Tergocles volvió a su amada Queitaris, en cuyas calles la vegetación prosperaba
como no se había visto en varias generaciones, y se dedicó a gobernar con justicia.
Múltiples obras embellecieron la ciudad, pero Tergocles no descuidó el resto de
Áquiros y actuó con equidad y acierto, restaurando el prestigio del trono
imperial.
Y cuentan
que, durante estos días felices, muchos exhortaron al Emperador a tomar esposa
y continuar su linaje. Pero Tergocles siempre se negaba con una leve sonrisa, y
sus ojos miraban en la lejanía, y los rumores sobre visitas extrañas y la
influencia de una misteriosa mujer que iba y venía como una sombra en el viento
se extendieron por toda la ciudad. Sin embargo, nadie parecía preocuparse por
ello.
Varios años
transcurrieron, pero bajo la apariencia de paz los lobos seguían gruñendo y
afilando sus garras. La facción más sanguinaria del Senado, liderada por
Ecnérides Voreo, se había hecho con el control de Táberis y se aprestaba a
derrocar a aquél que consideraban un tirano. Pero sus ideales, nobles en un
principio, se habían tornado ciega sed de poder y odio exacerbado hacia
Tergocles. Con todos los medios a su alcance, Ecnérides y sus seguidores no
dejaron de sembrar cizaña y llamar al descontento, y aunque sus intrigas apenas
encontraban oídos en Queitaris, en Áquiros y las provincias las semillas de la
revuelta encontraron suelo fértil y no tardaron en brotar.
Por fin la
crispación, los enfrentamientos soterrados, las intrigas y los asesinatos
acabaron por dar sus frutos. El Senado se sintió fuerte, y con Ecnérides a la
cabeza instigó la rebelión contra Tergocles. Algunas legiones se les unieron,
así como múltiples bandas mercenarias y órdenes guerreras como las Manos de
Acero de Medinaris o la Hermandad de las Guardianas. Una terrible guerra civil
estalló en Áquiros, el siguiente episodio de las Guerras Tergoclias. El
Emperador había temido y aguardado este momento, pues a pesar de la aparente
prosperidad, tenía ojos y oídos por toda Áquiros y sabía del creciente
descontento.
Tergocles
estaba preparado, pero dicen que, entre sus más fieles, se mostraba por primera
vez dubitativo y desanimado. Porque este enfrentamiento entre Emperador y
Senado, que amenazaba con desgarrar Áquiros en dos y desatar una edad de
oscuridad y muerte, era para él un doloroso fracaso.

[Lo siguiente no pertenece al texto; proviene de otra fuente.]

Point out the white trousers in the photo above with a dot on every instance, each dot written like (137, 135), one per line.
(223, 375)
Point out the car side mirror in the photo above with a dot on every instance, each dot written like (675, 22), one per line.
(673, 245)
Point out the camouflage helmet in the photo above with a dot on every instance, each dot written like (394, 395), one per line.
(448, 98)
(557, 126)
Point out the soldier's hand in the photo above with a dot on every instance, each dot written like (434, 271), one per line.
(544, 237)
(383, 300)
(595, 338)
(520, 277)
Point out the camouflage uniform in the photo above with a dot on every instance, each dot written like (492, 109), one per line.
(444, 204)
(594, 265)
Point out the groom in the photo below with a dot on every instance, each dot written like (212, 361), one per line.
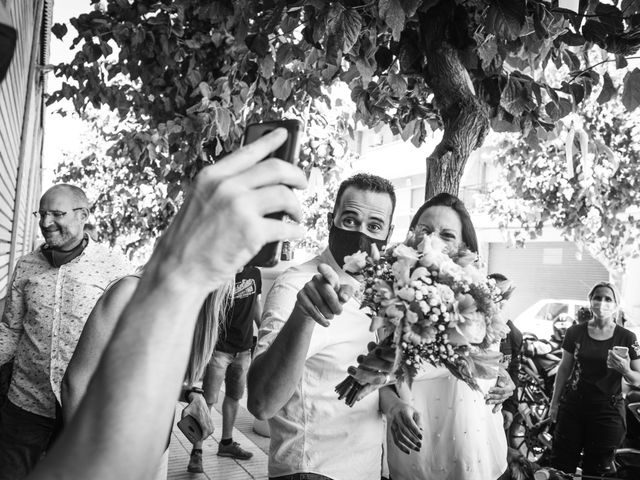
(310, 330)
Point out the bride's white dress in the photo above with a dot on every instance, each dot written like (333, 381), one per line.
(462, 438)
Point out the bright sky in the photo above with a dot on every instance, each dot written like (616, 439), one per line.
(60, 133)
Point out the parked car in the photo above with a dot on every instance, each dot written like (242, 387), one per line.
(539, 318)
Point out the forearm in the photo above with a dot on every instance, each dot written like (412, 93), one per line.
(275, 374)
(146, 360)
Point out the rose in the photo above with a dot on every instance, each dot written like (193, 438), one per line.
(356, 262)
(401, 271)
(432, 243)
(445, 293)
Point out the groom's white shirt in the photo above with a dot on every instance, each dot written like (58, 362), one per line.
(314, 431)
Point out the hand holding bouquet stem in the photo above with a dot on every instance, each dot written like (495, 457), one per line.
(429, 306)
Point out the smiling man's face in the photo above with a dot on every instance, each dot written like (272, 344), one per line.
(62, 227)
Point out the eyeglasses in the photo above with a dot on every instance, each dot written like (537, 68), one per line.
(56, 214)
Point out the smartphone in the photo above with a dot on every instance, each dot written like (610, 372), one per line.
(191, 428)
(621, 351)
(288, 151)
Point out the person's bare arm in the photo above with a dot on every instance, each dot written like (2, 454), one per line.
(93, 340)
(219, 228)
(630, 369)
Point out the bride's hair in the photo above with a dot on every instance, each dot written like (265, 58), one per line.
(469, 236)
(212, 316)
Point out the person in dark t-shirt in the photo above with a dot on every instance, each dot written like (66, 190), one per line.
(587, 399)
(230, 363)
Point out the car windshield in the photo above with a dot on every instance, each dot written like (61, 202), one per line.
(551, 311)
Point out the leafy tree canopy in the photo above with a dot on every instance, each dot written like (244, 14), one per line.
(188, 75)
(585, 183)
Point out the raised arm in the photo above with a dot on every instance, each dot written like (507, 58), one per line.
(275, 373)
(93, 340)
(219, 228)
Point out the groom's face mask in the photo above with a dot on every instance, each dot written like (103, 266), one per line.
(359, 211)
(347, 242)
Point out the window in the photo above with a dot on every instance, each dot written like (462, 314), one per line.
(551, 311)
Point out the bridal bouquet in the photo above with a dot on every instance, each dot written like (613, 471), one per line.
(432, 306)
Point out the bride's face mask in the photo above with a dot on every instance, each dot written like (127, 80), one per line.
(443, 221)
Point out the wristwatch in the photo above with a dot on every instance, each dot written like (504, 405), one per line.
(195, 390)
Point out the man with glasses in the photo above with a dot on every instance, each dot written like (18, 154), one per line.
(51, 294)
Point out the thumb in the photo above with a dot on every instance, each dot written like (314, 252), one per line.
(345, 292)
(417, 417)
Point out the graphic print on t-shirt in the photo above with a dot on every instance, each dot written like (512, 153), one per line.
(244, 288)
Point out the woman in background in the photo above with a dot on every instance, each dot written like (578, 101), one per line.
(587, 401)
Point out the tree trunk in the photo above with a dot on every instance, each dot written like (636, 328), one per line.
(464, 116)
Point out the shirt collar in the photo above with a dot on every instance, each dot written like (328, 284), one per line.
(327, 257)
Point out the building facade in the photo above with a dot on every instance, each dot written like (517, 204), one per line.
(548, 267)
(21, 130)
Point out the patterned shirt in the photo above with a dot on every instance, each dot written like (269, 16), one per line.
(45, 312)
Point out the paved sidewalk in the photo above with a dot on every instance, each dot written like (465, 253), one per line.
(215, 467)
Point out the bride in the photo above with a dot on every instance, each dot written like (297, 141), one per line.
(446, 430)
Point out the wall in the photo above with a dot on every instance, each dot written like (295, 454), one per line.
(21, 132)
(545, 270)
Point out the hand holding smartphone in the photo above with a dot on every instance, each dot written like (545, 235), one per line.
(621, 351)
(270, 253)
(191, 428)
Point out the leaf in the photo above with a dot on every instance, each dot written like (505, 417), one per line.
(397, 83)
(488, 50)
(505, 18)
(608, 89)
(343, 29)
(572, 39)
(515, 97)
(258, 44)
(384, 58)
(267, 65)
(281, 88)
(410, 6)
(352, 25)
(59, 30)
(630, 6)
(631, 93)
(610, 16)
(365, 69)
(394, 16)
(594, 31)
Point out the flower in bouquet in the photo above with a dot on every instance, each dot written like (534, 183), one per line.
(432, 306)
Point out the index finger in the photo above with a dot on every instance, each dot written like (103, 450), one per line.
(250, 154)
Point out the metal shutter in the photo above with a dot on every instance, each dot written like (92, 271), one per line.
(545, 270)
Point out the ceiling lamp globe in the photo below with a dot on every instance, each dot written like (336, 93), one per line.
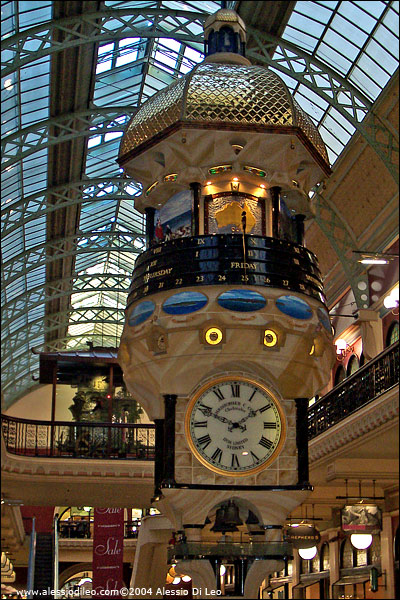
(361, 541)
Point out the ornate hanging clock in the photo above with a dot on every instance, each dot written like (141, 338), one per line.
(235, 426)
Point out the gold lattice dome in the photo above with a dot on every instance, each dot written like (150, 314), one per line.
(222, 96)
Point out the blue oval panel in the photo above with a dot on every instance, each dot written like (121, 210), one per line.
(324, 319)
(184, 303)
(242, 300)
(294, 307)
(141, 312)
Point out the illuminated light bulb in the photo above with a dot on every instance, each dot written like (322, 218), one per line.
(308, 553)
(361, 541)
(390, 301)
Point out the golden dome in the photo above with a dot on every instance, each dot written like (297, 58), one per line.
(221, 96)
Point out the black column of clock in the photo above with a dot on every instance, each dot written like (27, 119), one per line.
(169, 440)
(196, 189)
(275, 193)
(302, 440)
(159, 456)
(150, 212)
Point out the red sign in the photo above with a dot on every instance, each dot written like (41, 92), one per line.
(108, 539)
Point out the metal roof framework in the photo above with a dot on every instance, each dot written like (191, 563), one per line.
(140, 48)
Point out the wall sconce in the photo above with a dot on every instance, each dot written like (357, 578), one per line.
(343, 349)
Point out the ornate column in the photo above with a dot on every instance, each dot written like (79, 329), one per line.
(196, 189)
(275, 192)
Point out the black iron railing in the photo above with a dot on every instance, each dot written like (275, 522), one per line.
(199, 550)
(65, 439)
(370, 381)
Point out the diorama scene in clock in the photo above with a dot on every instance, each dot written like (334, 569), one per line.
(235, 426)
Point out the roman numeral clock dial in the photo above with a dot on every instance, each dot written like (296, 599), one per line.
(235, 426)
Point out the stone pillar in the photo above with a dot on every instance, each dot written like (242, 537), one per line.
(387, 557)
(302, 440)
(159, 456)
(371, 333)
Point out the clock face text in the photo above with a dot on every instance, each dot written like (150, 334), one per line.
(235, 427)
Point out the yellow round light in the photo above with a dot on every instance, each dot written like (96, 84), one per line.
(213, 336)
(270, 338)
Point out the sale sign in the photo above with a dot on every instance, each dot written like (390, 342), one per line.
(108, 539)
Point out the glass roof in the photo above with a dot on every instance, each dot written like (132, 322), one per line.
(109, 231)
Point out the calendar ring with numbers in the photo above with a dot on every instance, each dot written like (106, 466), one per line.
(235, 426)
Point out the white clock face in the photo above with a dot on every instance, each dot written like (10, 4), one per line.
(235, 426)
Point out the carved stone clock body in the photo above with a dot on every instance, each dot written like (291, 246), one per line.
(235, 426)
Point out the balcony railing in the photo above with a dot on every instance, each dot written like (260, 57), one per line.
(65, 439)
(199, 550)
(370, 381)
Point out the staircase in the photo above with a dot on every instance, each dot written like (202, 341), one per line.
(43, 562)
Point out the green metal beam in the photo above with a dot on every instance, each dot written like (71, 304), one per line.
(97, 121)
(83, 242)
(39, 295)
(333, 88)
(13, 340)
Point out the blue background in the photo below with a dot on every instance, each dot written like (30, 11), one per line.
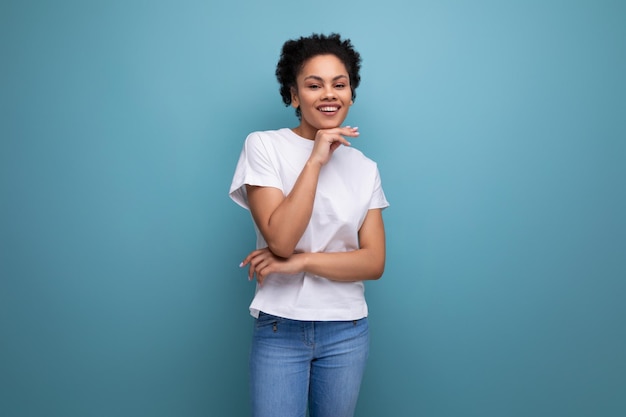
(500, 132)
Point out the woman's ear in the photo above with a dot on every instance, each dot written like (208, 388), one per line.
(295, 101)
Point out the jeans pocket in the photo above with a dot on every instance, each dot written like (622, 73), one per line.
(267, 320)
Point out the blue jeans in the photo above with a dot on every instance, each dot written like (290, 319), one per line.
(294, 362)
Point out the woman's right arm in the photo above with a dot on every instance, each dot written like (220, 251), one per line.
(282, 219)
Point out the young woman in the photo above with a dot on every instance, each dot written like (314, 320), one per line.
(316, 203)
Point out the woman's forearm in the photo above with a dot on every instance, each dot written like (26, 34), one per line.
(284, 222)
(357, 265)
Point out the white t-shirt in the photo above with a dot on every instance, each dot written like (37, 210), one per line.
(348, 186)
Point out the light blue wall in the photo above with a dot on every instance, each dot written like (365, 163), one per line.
(499, 128)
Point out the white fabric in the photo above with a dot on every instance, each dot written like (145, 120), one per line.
(348, 186)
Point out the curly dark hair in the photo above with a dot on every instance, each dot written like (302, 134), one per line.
(296, 52)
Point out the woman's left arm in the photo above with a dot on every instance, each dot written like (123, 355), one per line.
(365, 263)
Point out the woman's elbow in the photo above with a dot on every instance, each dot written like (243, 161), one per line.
(282, 251)
(377, 270)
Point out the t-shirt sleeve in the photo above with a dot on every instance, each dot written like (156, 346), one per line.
(255, 167)
(378, 199)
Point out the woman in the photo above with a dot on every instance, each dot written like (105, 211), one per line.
(316, 205)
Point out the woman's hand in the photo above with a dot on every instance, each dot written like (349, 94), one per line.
(327, 140)
(263, 262)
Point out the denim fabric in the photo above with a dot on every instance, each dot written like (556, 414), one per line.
(294, 361)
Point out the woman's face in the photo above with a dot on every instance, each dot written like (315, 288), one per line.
(323, 94)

Había vencido a todos los
enemigos exteriores, pero no había sido capaz de detener la debacle del viejo
corazón aquíreo.
Sólo los
Dioses saben qué terribles pensamientos rumiaba Tergocles, sentado en su trono
dorado, mientras a su alrededor los cortesanos y generales graznaban y
discutían como bestias disputando una carroña putrefacta. Las fuerzas
senatoriales se aprestaban a la lucha, y toda Helárissos escuchaba con el
corazón encogido el retumbar de los timbales de guerra. Había llegado la hora
más oscura del singular reinado de Tergocles, la hora de sus mayores desvelos y
sus decisiones más audaces. La hora del Gran Constructor.”